September 08, 2003

White, Yellow, and Orange -- It's Not Just For Breakfast Anymore!

While Stacey re-posted her touching tribute to her mother (My first memory of M.A. was her asking me to put the Santa Claus head on the lamp post -- in October.), I was stopping at Marc's getting Wrigley's Eclipse Polar Ice gum to feed her addiction. Withdrawal from Wrigley's Eclipse Polar Ice gum is frightening and becomes quite dangerous for those, meaning me, within throwing range.

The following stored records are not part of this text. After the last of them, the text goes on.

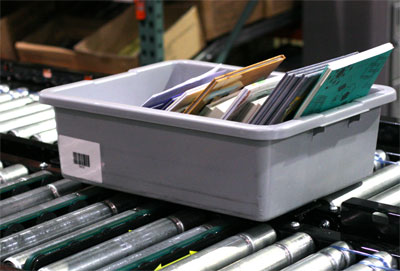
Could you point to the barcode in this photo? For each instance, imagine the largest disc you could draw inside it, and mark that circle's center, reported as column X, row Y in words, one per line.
column 83, row 160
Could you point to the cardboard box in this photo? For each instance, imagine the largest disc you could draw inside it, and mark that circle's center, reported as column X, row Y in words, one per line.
column 51, row 44
column 18, row 24
column 220, row 16
column 183, row 38
column 276, row 7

There, right in front of me, as I walked past the cash machine, was the merchandise display of all merchandise displays, Nirvana in my mind, the Halloween candy display. And prominently featured was the best candy made on the inner planets, CANDY CORN. I know, I know -- this should not be so. It does not contain any chocolate but candy corn cannot be beat as the best -- I am sure that Consumer Reports has done so many tests on this kind of stuff that the Consumer Union does not even include candy corn in the testing, being, after all, far and away the best.

I have noticed that renegade candy corn makers have tried to improve upon the recipe by adding chocolate to the mixture, making the smallest, top layer the standard white, the next layer orange, of course, and the wide, bottom, chocolatey brown. This combination, while seemingly appealing to the great massive market of chocolate lovers, causes some strange mutation in the flavor of the candy corn.

I believe that the CCMU (Candy Corn Manufacturers of the Universe) has filed some kind of heavyweight trademark infringement suit, resulting in the white, orange, and brown abomination being termed, rather crudely, "Indian Corn." The stuff, the strange-tasting and worse-smelling white, orange, and brown amalgam has been proven to activate the gag reflex in infants -- I have seen it used in delivery rooms, mainly when the mothers have been under anesthesia and the infants are rather lethargic at birth.

The only candy corn that has earned the right to be called "candy corn" is the white, orange, and yellow waxed confection. It actually has no flavor other than the sweetness apparently detected by the taste buds. The colors are totally artificial with nothing natural added; so, there is nothing to cause spoilage. And whether there is even any sugar in the candy is a matter of great debate. Some experts assert that candy corn is totally artificial.

Now, I actually detest candy corn fresh from the bag. Candy corn is, like a good Scotch, best when aged for many years in the open plastic bag it came in. This is a difficult thing to do inasmuch as tiny hands tend to find the candy corn and stick it in the tiny mouths attached to them. There is something about the richness of the white, orange, and yellow colors that attracts children, who will consume mass quantities of this sweet heaven.

So, finding aged candy corn is like finding fine aged Scotch, well, wherever my mother-in-law stayed (You know that the plural form of the noun is mothers-in-law, and I was going to say at her house; but I couldn't figure out if it's "mother's-in-law" or "mother-in-law's," the former seeming to be correct and the latter seeming to sound better. I couldn't find it in The Deluxe Transitive Vampire; so, c'est la guerre.).

The candy corn was 59 cents a bag -- and in the world of the candy corn connoisseur, into which very few are admitted, the cheaper the candy corn, the less it needs to age. Confection perfection.

Posted by Bill at September 8, 2003 09:31 PM
Comments

Honey. The bestest candy corn is made with honey.

Posted by: shell at September 8, 2003 09:40 PM

Once I colored some candle wax with magic marker and made it into a triangle. It was good.

"I have detailed files."

Posted by: Matt at September 9, 2003 12:46 AM

You have opened up a whole new aspect of your culture to me

Posted by: Anji at September 9, 2003 04:37 AM

do i detect a note of sarcasm about my mother???

Posted by: stacey at September 9, 2003 10:08 AM

Dont forget to floss Bill.

Posted by: Michelle at September 9, 2003 04:03 PM

You are so right about aged candy corn. Nothing better than finding an open bag of Halloween candy corn sometime between Thanksgiving and Christmas.

Posted by: TW at September 9, 2003 04:33 PM

Do you also eat those totally artificial, best-when-left-to-age, weirdly orange circus peanuts?